With the growing environmental concerns, lightweight structural designs are becoming increasingly important as they help meet the global emission regulations.

Fibre-reinforced composites are the current state-of-the-art for lightweight structures and their use is rising exponentially in a wide range of applications from aerospace to sporting goods.

They exhibit a range of useful material properties—notably specific stiffness and strength—whilst affording rich design flexibility.

Fibre-hybridisation further increases the design space for tailoring and is a promising strategy for improving toughness and damage tolerance, which otherwise are low for traditional non-hybrid composites.

By combining two or more fibre types, a better balance in mechanical properties is obtained which often leads to synergetic effects or to properties that neither of the constituents possesses. Due to these advantages, fibre-hybrid composites rapidly gaining market share in structural applications.

Even though fibre-hybrid composites are attractive, they also pose more challenges in terms of their strength predictions.

Under tension, composites suffer a range of failures typically associated with fibre breakage, matrix cracks or interfacial issues; these mechanisms interact in a complicated way at a variety of physical length-scales.

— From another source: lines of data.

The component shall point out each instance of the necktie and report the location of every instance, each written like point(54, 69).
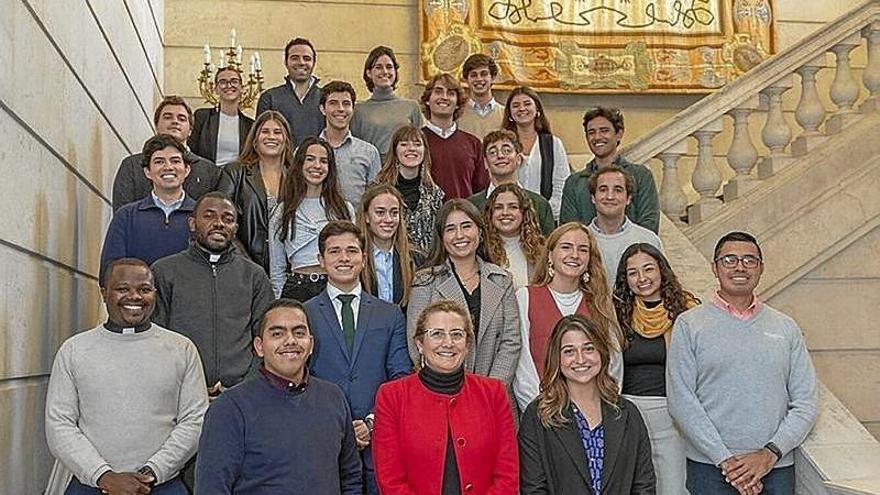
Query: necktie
point(347, 319)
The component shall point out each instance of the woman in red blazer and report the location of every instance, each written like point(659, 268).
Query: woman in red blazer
point(444, 431)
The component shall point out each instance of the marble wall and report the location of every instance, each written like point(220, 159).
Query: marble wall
point(77, 96)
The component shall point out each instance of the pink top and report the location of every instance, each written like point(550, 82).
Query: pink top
point(733, 311)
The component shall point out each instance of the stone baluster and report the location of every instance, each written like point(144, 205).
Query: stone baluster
point(871, 75)
point(672, 199)
point(742, 155)
point(776, 133)
point(844, 88)
point(809, 113)
point(706, 177)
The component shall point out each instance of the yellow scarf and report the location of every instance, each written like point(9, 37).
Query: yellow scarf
point(653, 322)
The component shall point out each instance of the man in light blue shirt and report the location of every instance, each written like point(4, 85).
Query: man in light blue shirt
point(356, 160)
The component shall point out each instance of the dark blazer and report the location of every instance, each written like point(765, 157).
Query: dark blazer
point(244, 186)
point(203, 140)
point(379, 351)
point(553, 461)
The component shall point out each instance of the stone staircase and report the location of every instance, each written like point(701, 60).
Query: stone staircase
point(811, 194)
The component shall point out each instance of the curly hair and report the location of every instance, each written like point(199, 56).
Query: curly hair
point(554, 398)
point(675, 298)
point(531, 239)
point(595, 290)
point(293, 189)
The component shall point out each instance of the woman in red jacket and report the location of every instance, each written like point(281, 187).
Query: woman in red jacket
point(444, 431)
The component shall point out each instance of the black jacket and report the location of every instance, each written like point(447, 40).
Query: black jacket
point(553, 460)
point(244, 186)
point(132, 185)
point(203, 140)
point(218, 306)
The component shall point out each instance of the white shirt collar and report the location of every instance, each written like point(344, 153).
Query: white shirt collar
point(443, 133)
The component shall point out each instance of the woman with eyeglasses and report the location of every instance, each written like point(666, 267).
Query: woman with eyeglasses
point(408, 169)
point(444, 430)
point(253, 182)
point(455, 269)
point(390, 262)
point(513, 237)
point(310, 199)
point(376, 118)
point(579, 435)
point(569, 280)
point(219, 132)
point(545, 167)
point(648, 298)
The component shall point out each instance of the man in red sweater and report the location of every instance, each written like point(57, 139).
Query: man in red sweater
point(456, 156)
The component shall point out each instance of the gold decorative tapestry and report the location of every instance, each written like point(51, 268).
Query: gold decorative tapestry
point(610, 46)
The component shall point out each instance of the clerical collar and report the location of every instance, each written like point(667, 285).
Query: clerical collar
point(113, 327)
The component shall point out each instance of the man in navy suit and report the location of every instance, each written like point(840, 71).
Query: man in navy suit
point(360, 340)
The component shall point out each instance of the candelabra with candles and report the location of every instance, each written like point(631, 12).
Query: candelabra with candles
point(231, 59)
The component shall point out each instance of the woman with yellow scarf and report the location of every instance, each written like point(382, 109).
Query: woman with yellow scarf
point(648, 298)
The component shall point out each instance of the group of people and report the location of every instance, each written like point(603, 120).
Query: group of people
point(352, 301)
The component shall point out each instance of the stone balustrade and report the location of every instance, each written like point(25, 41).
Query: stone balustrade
point(758, 96)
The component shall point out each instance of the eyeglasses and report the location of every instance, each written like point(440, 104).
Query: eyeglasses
point(731, 260)
point(456, 335)
point(225, 83)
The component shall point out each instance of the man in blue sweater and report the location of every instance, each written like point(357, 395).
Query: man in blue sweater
point(283, 431)
point(740, 382)
point(155, 226)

The added complexity of having more than one fibre type further increases the complexity in the modelling of mechanistic processes.

Therefore, there is a need for developing a modelling framework to predict the strength of fibre-hybrid composites, considering the failure mechanisms on multiple length-scales.

Using the model, one can understand better the influencing parameters on the failure of fibre-hybrids without the need for extensive experimental campaigns. Ultimately, this development may lead to novel materials that enable new applications, not possible at this moment.